Note: First posted on Blogger on June 3, 2006
Unfolding the Map
Welcome Littourati! At right is the latest screenshot of Sal Paradise's journey map, in which two new points have been added. Click the map to go to it. A couple of changes have been made to the map that you should be aware of. First, the map has changed. I have made the switch from the Google Maps API version 1 to version 2. This means a couple of things. First, the map should work now in earlier versions of Firefox, however, it may not work properly in Safari as version 2 does not fully integrate with that browser. The other thing that will happen is that as I learn version 2 more completely, the markers will change -- I hope to color code them to indicate various things, like whether Sal stopped or just passed through, and if he stopped for a longer time. That's right, as I learn I'm taking you along for the ride!
"If you drop a rose in the Hudson River at its mysterious source in the Adirondacks, think of all the places it journeys by as it goes out to sea forever - think of that wonderful Hudson Valley. I started hitchiking up the thing."
On the Road: Chapter 2
End of Yonkers Trolley line
At some point when we travel, we reach a point where when we look behind us, all is familiar, but in front of us is wilderness that is unknown and frightening. I am reminded of the scene in the movie The Lord of the Rings: The Fellowship of the Ring when Sam, following Frodo, stops in the middle of a cornfield. When Frodo turns and asks him what's the matter, Sam says (and I paraphrase) "If I take one step, I will have gone farther from home than I've ever been before." For me, that point came when I stepped onto a United flight to head to the Midwest after I graduated from college, and has been repeated in various ways since, especially when I've settled in one place only to move to another. I believe that Sal may have been at such a point as he stepped off the trolley, a tangible piece of his former life, and began to hitchhike into the unknown up the Hudson.

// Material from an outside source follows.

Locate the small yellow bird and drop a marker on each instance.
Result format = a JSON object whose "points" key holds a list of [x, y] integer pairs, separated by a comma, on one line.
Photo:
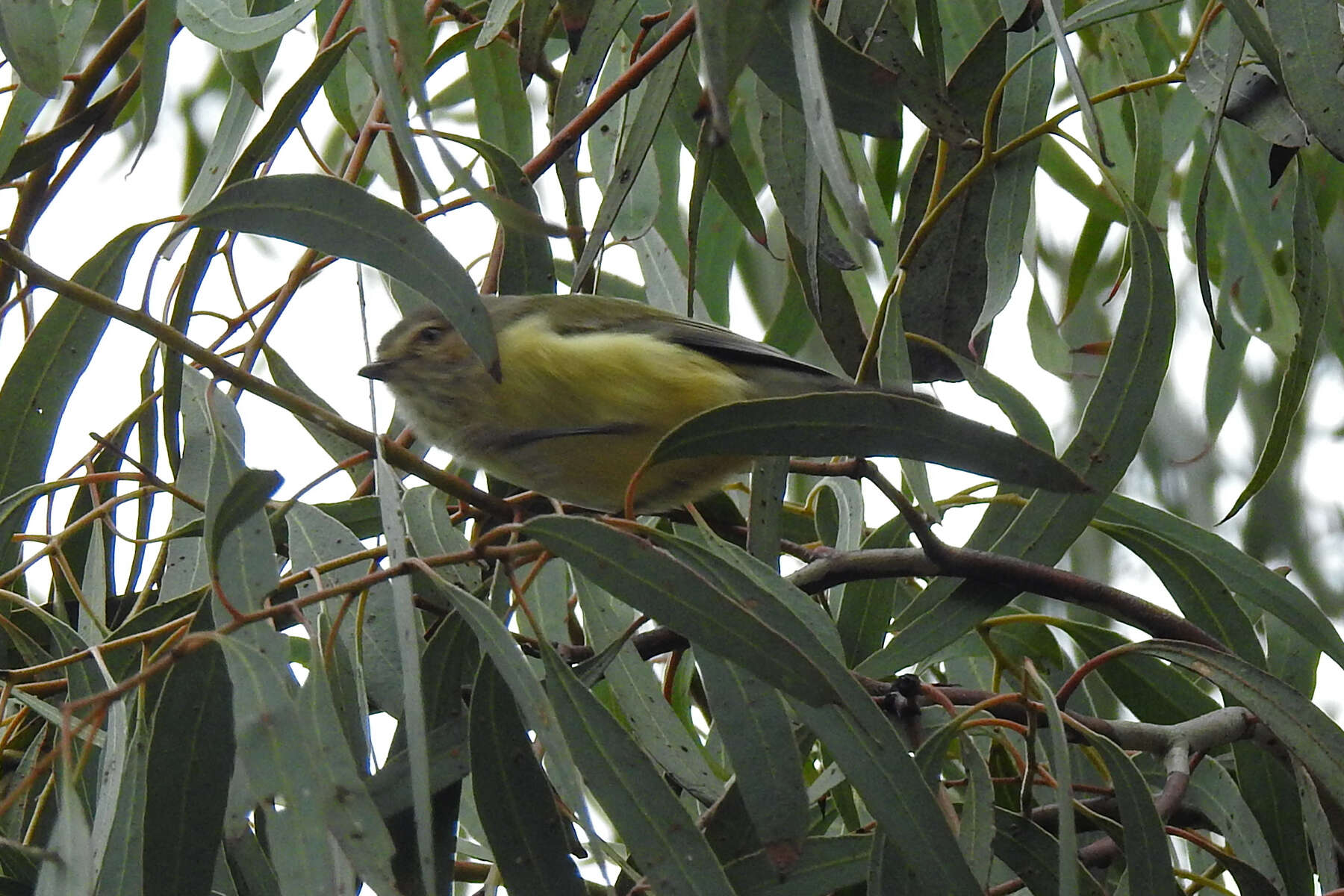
{"points": [[588, 388]]}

Of course, the Hudson is a river, and as Sal says, it too makes a long journey from the Adirondacks to the sea, passing by wonderful places. To me, it's the bodies of water that ground me to the places I've been. In Northern California, where I grew up, it was the Pacific Ocean that connected me to other places. In Milwaukee, Lake Michigan and the entire Great Lakes System draining through the Midwest and Northeast washed my feet as they washed countless of feet along their shores. In San Antonio, the San Antonio River washed into other watersheds that made their way one way or another to the Gulf of Mexico. In New Orleans, the Gulf of Mexico was ever present, and ready to assert its power as we all observed this past year. And now, in Albuquerque, I am connected through the Rio Grande not only to other Albuquerqueans but also to every village and settlement along its path through New Mexico and Texas. Hitching along the highway, Sal is like that rose he imagines, drifting along the highways of America, connected through those asphalt rivers to all the places he will journey by, as he will soon discover.